The Standing Committee and Diocesan Council "are the elected are the elected leadership of the diocese and have an obligation to speak up when problems are present in the diocese," said the Rev. Roger Hamilton, chair of the Standing Committee, in explaining the resolution the committee passed October 22. In an open letter to the diocese, the committee said that it reached the conclusion "that it is impossible to solve these issues" while Doss continued as bishop.
"It is difficult to unseat a bishop because the church, by its very nature, expects a bishop to be prophetic," Hamilton said in an interview. "But our request for the bishop's resignation is based upon character issues and a deep lack of trust in his ability to remain our bishop." He said that the committee reluctantly concluded that the healing process outlined in a recent report by a diocesan wellness committee (see ENS story #97-1975) could not work because "that healing must be based on trust and we believe that bedrock of any relationship does not exist with Doss."
Hamilton pointed to the resignation of the diocesan treasurer, Richard Ellwood, and the interim chief financial officer, Robert Garrett III, as further evidence of the growing polarization.
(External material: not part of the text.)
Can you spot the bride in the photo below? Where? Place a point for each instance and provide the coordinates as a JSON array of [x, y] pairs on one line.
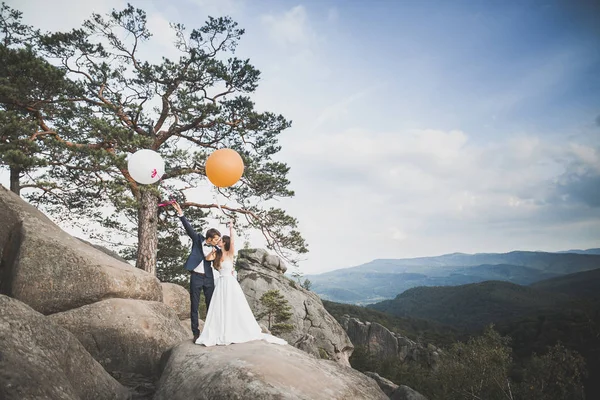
[[229, 318]]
In calling for the resignation of Doss, the two said that remaining in office would put them in "an enabling situation which abets Joe's remaining as our bishop."
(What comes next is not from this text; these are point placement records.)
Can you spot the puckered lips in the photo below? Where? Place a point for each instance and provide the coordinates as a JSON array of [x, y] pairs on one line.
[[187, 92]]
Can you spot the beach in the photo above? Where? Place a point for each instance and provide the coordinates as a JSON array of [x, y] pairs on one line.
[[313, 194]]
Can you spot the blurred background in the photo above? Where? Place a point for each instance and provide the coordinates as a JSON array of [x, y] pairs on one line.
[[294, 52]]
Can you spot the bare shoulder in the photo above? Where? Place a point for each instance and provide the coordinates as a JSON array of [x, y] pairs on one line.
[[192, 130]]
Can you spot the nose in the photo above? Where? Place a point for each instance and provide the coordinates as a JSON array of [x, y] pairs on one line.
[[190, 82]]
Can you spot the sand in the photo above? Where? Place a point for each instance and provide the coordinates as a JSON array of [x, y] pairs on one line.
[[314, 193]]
Many of the problems the diocese is facing, Hamilton added, were present before the election of Doss in 1994, "I know of no preexisting problem that has not been exacerbated by his presence. And what is more, a host of new problems have been introduced by him. I am certain that Doss's presence among us will not facilitate healing but will, in fact, deepen and prolong the issues which we must face." Hamilton concluded, "The bishop has become a symbol of disunity rather than the unity the episcopacy is supposed to bring."
An open letter is circulating in the diocese in which supporters of Doss are protesting what they call an "organized effort" to force the bishop's resignation. "To think that everything will be fine if we get rid of the bishop is a ruinous assumption," the Rev. Christopher Sherrill of Trinity Church in Princeton told the Trenton Times. The letter, dated before the Standing Committee took action, contended that the conspiracy to force Doss from office intended to make the bishop's ministry "impossible."
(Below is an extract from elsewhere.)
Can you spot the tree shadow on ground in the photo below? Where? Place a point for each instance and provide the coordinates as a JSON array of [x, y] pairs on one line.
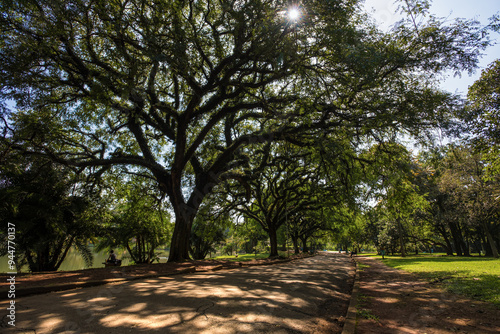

Signers of the letter of support argued that the Standing Committee could not speak for the diocese, that it does not reflect the broad base of support. "I don't think what the committee did was in the spirit of reconciliation and healing -- and I'm baffled as to why they did it," said Haskell Rhett, a member of Trinity Church who served a term on the Standing Committee. He was part of a delegation that met recently with Presiding Bishop Edmond Browning in New York to express their support for Doss.
"We feel deeply that we, the people of the diocese, are perilously close to being broken and scattered," the letter said in calling the diocesan clergy to avoid political infighting. "We can only be recollected and made one in Christ, not by scapegoating others."
"No human being should be submitted to this sustained, ruthless opposition that he has faced almost from the first day of his tenure," said the Rev. Walt Zelley Jr. of Metuchen, senior warden of the Diocesan Council. "The last thing I want to see is a bishop removed," he said in an earlier interview. If the critics succeed, "the diocese would be in the hands of some pretty sick, malicious people. And the psychic wounds would be terrible."
Zelley and others point to hopeful signs that the diocese is ready to get on with its ministry. "Given a chance we could do wonderful things for the kingdom of God. Why don't people just forgive Doss so we can get going with our real tasks?"